Dans les communes de la Région de Bruxelles-Capitale, la progression du revenu médian est plus homogène qu’en Wallonie. Celle-ci s’avère plus importante dans quatre entités déjà plus pauvres en 2000 (mais qui le restent en 2020): Saint-Josse-ten-Noode, Saint-Gilles, Anderlecht et Molenbeek-Saint-Jean. Inversement, les communes affichant la progression la plus faible étaient déjà plus riches que la moyenne en 2000. Bien que de nombreux habitants continuent de quitter la capitale pour s’installer en Wallonie ou en Flandre, elle semble parvenir à garder et capter des habitants légèrement plus riches qu’il y a vingt ans. Contrairement à la Wallonie et de manière globale, le revenu net imposable y a augmenté un peu plus rapidement que la hausse des prix à la consommation à l’échelle belge.
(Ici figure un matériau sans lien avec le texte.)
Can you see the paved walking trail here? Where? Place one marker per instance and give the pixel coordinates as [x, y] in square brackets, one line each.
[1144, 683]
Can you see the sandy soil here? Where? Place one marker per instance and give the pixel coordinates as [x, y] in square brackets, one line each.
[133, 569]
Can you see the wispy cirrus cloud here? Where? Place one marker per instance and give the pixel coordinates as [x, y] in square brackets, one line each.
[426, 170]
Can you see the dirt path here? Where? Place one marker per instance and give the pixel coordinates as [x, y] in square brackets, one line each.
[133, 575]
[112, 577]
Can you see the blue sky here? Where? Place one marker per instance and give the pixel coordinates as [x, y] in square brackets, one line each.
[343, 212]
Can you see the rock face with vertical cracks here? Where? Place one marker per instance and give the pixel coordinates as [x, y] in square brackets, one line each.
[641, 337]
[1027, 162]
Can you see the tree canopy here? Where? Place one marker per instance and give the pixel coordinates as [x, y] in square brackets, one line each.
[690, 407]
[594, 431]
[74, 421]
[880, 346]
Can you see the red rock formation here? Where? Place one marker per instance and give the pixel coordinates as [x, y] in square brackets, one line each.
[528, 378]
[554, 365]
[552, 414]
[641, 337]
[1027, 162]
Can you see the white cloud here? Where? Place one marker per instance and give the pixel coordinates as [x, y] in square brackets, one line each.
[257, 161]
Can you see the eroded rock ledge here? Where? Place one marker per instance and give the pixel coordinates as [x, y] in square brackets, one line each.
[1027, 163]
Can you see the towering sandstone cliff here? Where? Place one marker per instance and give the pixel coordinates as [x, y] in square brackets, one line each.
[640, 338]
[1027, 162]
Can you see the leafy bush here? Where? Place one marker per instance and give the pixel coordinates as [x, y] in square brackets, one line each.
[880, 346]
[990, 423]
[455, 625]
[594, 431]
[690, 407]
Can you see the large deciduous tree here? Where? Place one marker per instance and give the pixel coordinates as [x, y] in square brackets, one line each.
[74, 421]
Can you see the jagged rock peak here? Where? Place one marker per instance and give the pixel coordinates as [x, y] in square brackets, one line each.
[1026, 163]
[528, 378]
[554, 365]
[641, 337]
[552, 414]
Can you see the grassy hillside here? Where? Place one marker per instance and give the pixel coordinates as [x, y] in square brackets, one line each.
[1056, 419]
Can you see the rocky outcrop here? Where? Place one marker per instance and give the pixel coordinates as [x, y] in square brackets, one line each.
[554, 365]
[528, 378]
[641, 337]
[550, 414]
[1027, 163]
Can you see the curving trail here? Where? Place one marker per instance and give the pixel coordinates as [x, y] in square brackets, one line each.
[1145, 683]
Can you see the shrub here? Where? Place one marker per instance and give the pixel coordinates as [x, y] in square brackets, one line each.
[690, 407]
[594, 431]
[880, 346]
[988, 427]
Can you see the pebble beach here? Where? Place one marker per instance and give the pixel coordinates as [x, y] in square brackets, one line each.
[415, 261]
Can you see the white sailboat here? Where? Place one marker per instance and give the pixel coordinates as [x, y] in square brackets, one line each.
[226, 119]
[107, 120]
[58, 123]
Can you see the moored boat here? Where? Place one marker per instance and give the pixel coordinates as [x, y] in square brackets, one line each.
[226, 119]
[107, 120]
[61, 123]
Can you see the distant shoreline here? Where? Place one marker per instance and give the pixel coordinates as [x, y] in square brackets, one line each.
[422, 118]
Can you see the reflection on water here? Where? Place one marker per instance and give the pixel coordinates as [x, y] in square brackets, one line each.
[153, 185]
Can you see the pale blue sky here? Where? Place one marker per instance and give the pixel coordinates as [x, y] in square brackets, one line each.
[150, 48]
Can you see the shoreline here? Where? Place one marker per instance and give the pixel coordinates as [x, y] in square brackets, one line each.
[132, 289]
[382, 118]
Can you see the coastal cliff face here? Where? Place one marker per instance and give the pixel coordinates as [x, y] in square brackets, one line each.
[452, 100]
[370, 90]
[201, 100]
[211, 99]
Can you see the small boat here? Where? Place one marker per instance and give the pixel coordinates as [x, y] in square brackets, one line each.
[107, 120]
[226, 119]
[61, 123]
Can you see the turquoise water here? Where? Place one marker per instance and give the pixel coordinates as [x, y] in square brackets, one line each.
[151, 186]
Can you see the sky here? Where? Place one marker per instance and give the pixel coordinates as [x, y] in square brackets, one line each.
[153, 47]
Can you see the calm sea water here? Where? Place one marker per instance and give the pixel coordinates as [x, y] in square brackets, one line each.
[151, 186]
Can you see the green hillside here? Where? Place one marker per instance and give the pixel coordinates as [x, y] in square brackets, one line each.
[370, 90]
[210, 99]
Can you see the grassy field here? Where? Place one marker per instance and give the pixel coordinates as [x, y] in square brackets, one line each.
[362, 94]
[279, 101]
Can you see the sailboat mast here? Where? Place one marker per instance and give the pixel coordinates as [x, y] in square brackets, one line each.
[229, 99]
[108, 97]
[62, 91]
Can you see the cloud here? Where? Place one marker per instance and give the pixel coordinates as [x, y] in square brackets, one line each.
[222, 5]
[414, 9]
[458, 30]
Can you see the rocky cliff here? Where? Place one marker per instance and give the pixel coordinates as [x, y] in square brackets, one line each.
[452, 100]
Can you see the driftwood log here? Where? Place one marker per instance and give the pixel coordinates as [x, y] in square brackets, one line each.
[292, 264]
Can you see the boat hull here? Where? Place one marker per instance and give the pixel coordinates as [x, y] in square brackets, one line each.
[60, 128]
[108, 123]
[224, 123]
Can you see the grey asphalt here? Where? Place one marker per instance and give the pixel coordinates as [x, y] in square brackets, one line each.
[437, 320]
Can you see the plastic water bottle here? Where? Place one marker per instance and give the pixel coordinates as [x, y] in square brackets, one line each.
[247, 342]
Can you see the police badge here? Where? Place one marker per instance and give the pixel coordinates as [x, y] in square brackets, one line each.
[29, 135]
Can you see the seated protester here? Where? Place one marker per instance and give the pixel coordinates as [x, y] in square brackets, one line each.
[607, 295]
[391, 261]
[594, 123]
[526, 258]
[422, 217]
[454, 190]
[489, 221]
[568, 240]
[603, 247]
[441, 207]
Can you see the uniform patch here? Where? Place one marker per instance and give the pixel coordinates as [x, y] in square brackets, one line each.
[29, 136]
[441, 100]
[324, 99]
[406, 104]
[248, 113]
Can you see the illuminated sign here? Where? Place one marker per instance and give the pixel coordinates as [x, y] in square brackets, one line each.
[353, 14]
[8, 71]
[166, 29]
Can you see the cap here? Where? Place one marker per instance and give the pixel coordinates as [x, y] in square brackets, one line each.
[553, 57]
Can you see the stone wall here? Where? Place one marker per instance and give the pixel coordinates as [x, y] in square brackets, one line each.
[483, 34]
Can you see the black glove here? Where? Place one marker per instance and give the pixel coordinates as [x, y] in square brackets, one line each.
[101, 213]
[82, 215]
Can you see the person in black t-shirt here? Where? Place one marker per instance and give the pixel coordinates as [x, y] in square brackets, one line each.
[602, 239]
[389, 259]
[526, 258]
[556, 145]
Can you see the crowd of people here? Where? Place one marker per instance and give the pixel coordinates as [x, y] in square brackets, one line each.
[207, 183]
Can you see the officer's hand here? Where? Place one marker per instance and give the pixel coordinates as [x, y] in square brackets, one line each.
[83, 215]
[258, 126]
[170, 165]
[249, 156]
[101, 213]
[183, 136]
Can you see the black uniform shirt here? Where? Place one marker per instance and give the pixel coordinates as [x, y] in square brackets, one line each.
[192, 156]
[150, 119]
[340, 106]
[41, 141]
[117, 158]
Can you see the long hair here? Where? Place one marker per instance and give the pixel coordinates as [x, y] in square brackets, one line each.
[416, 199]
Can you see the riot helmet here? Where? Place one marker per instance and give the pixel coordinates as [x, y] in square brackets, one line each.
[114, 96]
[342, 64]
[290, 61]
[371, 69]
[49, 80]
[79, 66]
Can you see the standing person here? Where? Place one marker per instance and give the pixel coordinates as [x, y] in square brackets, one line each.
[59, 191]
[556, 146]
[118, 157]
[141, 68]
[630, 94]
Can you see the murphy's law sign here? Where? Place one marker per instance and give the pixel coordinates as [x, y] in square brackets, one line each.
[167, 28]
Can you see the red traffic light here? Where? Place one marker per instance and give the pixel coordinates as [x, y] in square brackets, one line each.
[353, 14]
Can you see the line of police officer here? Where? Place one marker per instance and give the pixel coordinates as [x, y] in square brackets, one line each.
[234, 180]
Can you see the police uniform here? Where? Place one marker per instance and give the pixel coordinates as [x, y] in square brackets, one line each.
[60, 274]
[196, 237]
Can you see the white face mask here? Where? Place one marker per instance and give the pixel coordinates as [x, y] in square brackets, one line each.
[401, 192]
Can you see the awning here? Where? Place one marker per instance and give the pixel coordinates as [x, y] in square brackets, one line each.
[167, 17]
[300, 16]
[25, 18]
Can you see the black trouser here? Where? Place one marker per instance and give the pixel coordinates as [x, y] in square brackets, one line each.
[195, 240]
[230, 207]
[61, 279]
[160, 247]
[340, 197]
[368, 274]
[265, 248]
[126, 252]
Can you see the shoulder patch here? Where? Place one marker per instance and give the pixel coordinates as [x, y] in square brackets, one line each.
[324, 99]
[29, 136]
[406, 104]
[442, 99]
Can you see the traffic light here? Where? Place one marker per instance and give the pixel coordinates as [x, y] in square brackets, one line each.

Toutefois, il faut interpréter ces microvariations avec prudence: «L’inflation dans chaque commune ou Région n’est évidemment pas identique à l’indice belge des prix à la consommation», souligne Antoine Germain, chargé de recherches FNRS à l’UCLouvain.

Saint-Gilles, comme d'autres communes de la capitale, parvient à capter des habitants un peu plus riches qu'il y a vingt ans.
Saint-Gilles, comme d'autres communes de la capitale, parvient à capter des habitants un peu plus riches qu'il y a vingt ans. © belgamage

Si ces données peuvent refléter l’attractivité à la hausse ou à la baisse de certaines communes, il ne faudrait nullement en déduire que les meilleures élèves sont nécessairement celles où les habitants s’enrichissent, et vice versa. Bon nombre de communes plus pauvres participent davantage que d’autres à l’effort de production de logements publics. De même, une politique locale consistant à déplacer autant que possible la pauvreté vers l’extérieur d’un territoire donné aboutirait mathématiquement à un accroissement de l’indice de richesse de ses habitants. Et ne participerait en rien au redressement socioéconomique de la région ou du bassin de vie.